I have a continuum of objects, all affected by Brownian motion with drift $\mu$ and variance $\sigma^2$. I want to find the mass of those that are moving upwards, which I will make more precise in the discrete-time approximation that follows.

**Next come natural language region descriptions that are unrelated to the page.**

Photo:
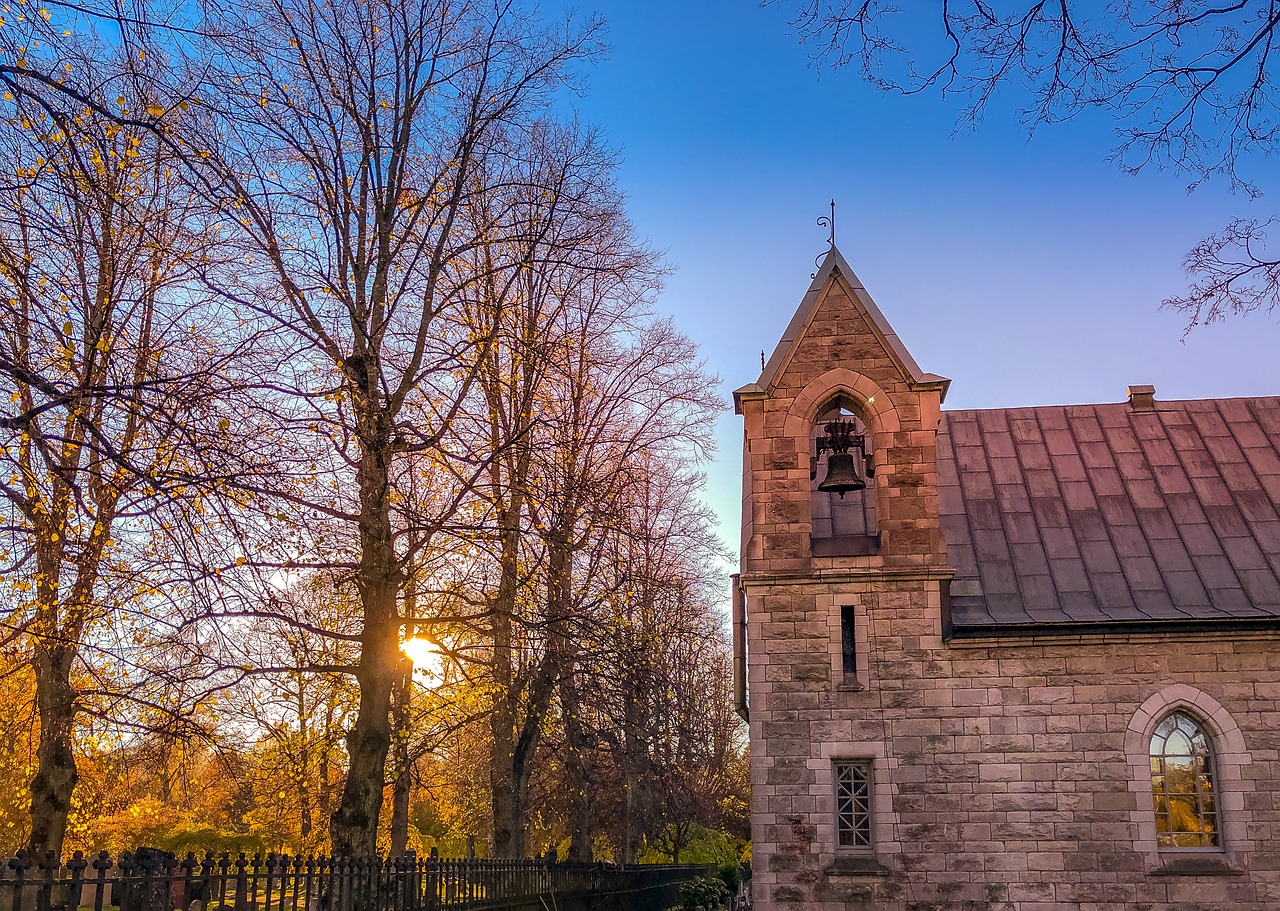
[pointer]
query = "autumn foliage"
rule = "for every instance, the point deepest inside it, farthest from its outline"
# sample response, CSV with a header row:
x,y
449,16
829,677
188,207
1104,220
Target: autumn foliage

Discretize a grid over a with step size $\Delta_a = \bar a - \underline a$. Time period is $\Delta_t = (\Delta a/\sigma)^2$. In the interior, $a$ increases with probability $1/2 (1 + \mu \Delta_a/\sigma^2)$, and decreases with probability $1/2 (1 - \mu \Delta_a/\sigma^2)$. This yields an expected value of $\mu \Delta_t$ with second moment $\sigma^2 \Delta_t$.

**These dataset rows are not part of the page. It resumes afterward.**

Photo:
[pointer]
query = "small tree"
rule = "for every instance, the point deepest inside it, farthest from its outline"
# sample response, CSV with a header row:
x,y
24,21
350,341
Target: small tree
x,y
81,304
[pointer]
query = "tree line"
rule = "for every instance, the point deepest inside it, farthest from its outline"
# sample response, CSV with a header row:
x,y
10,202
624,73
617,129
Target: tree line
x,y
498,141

Now, what I am interested in, in discrete time, is separating the "upward-movers" from the "downward-movers", and compute the "speed" ($\Delta_a/\Delta_t$) for each of these.

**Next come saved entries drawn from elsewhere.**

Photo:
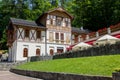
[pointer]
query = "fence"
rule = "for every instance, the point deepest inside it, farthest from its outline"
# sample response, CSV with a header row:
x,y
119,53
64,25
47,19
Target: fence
x,y
93,51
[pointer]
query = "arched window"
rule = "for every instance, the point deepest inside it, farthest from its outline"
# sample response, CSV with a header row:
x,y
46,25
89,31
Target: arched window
x,y
37,52
51,51
25,52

For upward-movers, we have how much you move upwards X prob of moving upwards per unit of time:
$$\Delta_a \cdot \left[\frac{1}{2}(1 + \frac{\mu\Delta_a}{\sigma^2}) \right]/\Delta_t\\ = \frac{1}{2}\left[\sigma^2\frac{\Delta_t}{\Delta_a} + \frac{\mu\Delta_a^2}{\sigma^2})\right]/\Delta_t\\ = \frac{1}{2}\left[\sigma^2\frac{\Delta_t}{\Delta_a} + \mu\Delta_t\right]/\Delta_t\\ = \frac{1}{2}\left[ \sigma^2\frac{1}{\Delta_a} + \mu\right] $$
Now, when $\Delta_t \to 0$, we have $\Delta_a \to 0$, so the first term explodes. What am I missing?